Hij studeerde eerst aan het athenaeum te Deventer, vervolgens sedert 19 Sept. 1804 te Utrecht in de rechten en promoveerde te Utrecht 1807 op een dissertatie: Over den oorsprong der marken. In 1807 en 1808 advocaat te Arnhem, in 1809 auditeur-militair te Zutphen en in 1811 substituutofficier van justitie te Arnhem. Hij nam laatstgenoemd ambt tot 1818 waar en leefde tot 1822 ambteloos, in welk jaar hij werd benoemd tot rechter in de arr. rechtbank te Zutphen. In 1830 op zijn verzoek eervol ontslagen, werd hij 1 Jan. 1847 door den Koning benoemd tot jonkheer der Duitsche Orde, Balije van Utrecht; 1 Jan. 1849 werd hij commandeur en in Mei 1857 tot coadjutor voorgedragen; doch hij overleed vóór de benoeming had plaats gehad.
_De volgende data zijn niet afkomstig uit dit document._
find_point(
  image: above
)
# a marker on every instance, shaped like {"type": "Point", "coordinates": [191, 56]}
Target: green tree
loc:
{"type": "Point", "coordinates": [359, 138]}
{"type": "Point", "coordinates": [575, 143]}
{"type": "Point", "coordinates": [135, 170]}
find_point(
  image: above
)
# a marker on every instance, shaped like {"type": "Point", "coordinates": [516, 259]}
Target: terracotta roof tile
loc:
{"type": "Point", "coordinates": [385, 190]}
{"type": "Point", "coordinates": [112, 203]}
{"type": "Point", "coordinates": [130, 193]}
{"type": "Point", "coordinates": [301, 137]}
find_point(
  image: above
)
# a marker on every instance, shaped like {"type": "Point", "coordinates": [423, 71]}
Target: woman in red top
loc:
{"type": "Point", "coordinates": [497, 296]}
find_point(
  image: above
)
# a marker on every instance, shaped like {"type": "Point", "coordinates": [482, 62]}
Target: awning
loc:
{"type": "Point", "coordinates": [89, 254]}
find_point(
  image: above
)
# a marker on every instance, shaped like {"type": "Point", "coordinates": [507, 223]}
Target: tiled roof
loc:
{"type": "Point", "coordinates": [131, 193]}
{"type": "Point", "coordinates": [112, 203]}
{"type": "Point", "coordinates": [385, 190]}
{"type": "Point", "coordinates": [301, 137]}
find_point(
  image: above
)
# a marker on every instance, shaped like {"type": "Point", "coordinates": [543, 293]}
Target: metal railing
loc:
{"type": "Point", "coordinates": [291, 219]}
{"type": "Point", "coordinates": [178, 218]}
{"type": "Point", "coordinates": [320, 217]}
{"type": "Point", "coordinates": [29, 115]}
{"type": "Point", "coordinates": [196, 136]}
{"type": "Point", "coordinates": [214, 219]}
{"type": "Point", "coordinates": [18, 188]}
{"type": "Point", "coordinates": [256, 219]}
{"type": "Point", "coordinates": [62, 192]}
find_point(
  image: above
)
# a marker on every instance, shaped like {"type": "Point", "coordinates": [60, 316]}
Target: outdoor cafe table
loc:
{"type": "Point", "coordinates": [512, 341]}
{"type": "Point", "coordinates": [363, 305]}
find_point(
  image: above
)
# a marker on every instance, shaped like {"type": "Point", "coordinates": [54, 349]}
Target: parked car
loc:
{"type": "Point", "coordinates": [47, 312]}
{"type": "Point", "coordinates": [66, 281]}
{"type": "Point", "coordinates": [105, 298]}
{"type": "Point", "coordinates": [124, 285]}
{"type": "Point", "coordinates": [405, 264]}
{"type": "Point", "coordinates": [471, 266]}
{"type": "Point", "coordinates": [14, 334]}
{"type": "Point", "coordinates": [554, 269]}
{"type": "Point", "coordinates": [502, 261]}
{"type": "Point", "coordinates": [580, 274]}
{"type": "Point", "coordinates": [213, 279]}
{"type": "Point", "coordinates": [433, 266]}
In 1843 verkocht hij Nettelhorst aan Mr. Jacob Derk Carel baron v. Heeckeren.
Hij huwde te Zutphen 18 Oct. 1808 met Adriana Luthera Agnes Lubbertina v. Heeckeren, geb. aldaar 16 Mrt. 1787, overl. huize den Bongerd, te Voorst, 5 Febr. 1866, dochter van Ludolf Frederik Hendrik v. H. v. Waliën (kol. 732) en van Coenradina Anna van Haersolte. Zij wonnen 12 kinderen, o.a. Jacob Adr. Fred. Lodew., die volgt.
Zie: Herald. Bibl. (1882), 69; Nederl. Adelsboek (1925), 150; Wapenb. D.O., Balije v. Utr.